When U.S. News & World Report ranks Americas best high schools, it factors in how those schools perform with low-income and minority students. That makes the rankings different from conventional ones done by The Washington Post and Newsweek.
Said a U.S. News researcher: Our methodology makes it harder to get on the list.
All the rankings have their virtues, but the U.S. News ratings carry a distinct and valuable prestige. So its all the higher an honor for the Triangle that six schools made the U.S. News 2014 Best High Schools list.
Green Hope High in Cary was the top North Carolina school on the list, ranking 304th. It was a gold medal winner. Five schools were granted silver medals as being in the top 2,000 nationally and deserve a bow: Panther Creek High in Cary, Cary High, Holly Springs High, Kestrel Heights in Durham and Hillside New Tech High in Durham.

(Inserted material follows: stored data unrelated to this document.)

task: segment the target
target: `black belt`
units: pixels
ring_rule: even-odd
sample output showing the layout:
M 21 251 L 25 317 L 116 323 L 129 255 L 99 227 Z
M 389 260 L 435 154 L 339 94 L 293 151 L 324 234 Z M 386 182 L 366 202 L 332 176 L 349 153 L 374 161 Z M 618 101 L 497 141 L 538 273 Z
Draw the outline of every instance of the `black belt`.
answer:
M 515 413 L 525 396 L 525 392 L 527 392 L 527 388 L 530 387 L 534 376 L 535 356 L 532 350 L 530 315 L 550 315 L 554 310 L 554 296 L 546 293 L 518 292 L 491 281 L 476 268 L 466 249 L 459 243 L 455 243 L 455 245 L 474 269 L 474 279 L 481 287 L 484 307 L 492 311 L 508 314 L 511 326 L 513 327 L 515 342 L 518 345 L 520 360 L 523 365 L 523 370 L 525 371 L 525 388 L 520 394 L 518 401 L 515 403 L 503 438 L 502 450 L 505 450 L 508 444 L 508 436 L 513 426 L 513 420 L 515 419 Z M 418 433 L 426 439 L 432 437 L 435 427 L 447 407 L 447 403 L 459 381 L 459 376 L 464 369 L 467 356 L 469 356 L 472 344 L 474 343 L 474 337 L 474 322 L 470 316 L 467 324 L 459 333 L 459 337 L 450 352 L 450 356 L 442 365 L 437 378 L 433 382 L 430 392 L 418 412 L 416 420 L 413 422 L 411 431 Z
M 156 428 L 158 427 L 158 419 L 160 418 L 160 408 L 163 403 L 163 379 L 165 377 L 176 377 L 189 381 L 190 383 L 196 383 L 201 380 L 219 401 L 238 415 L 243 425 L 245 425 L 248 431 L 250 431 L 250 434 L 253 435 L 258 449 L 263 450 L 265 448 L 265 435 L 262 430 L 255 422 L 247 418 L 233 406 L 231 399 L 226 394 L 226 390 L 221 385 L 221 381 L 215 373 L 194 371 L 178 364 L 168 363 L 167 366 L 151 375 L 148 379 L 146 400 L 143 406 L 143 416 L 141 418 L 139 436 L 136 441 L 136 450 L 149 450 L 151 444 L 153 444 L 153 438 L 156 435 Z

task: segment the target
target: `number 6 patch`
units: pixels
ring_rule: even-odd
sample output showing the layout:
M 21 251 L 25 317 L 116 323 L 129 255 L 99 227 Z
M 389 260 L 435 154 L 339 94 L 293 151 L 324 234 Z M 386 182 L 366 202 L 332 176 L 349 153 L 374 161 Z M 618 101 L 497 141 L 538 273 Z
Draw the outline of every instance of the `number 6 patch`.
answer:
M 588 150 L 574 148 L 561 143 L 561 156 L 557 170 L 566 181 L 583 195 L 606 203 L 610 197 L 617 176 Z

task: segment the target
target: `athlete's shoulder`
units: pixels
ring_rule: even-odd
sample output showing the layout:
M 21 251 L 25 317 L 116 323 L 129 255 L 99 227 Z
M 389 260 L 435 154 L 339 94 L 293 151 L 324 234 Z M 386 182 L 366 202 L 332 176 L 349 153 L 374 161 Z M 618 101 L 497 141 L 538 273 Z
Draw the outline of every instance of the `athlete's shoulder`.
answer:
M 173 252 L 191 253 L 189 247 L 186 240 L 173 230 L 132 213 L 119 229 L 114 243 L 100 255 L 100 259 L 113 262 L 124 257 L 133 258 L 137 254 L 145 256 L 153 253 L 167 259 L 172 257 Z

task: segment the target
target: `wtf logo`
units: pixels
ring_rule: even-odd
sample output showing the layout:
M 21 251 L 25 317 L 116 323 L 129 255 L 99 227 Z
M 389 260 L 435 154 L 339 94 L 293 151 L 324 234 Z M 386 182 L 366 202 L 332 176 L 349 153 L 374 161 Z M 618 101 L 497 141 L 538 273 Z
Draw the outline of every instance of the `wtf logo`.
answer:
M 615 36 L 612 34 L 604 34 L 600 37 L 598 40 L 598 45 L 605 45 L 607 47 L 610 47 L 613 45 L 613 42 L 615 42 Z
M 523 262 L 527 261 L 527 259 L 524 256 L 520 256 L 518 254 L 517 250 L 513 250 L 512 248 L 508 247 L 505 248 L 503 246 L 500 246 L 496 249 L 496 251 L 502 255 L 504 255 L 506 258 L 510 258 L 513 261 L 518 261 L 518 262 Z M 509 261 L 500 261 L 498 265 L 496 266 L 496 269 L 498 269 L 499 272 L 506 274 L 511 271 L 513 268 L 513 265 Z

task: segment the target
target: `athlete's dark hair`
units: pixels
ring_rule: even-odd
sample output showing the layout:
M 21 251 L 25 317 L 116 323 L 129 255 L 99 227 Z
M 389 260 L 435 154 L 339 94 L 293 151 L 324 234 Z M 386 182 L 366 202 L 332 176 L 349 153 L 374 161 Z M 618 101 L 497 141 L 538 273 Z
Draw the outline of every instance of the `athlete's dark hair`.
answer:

Some schools that often rank highly (and deservedly so by conventional measures) were not on the list because minority and low-income students were not achieving at a level high enough.
Teaching a cross-section of students, and getting them to perform well, is a special challenge for all schools. The U.S. News rankings are an attempt to recognize those who meet the challenge.
They also show that for all the criticism public schools receive these days from some politicians in North Carolina, teachers in state schools are getting the job done, day after day. And they are doing so despite a pay rate that is 46th nationally.
That must change if other schools are to be so honored.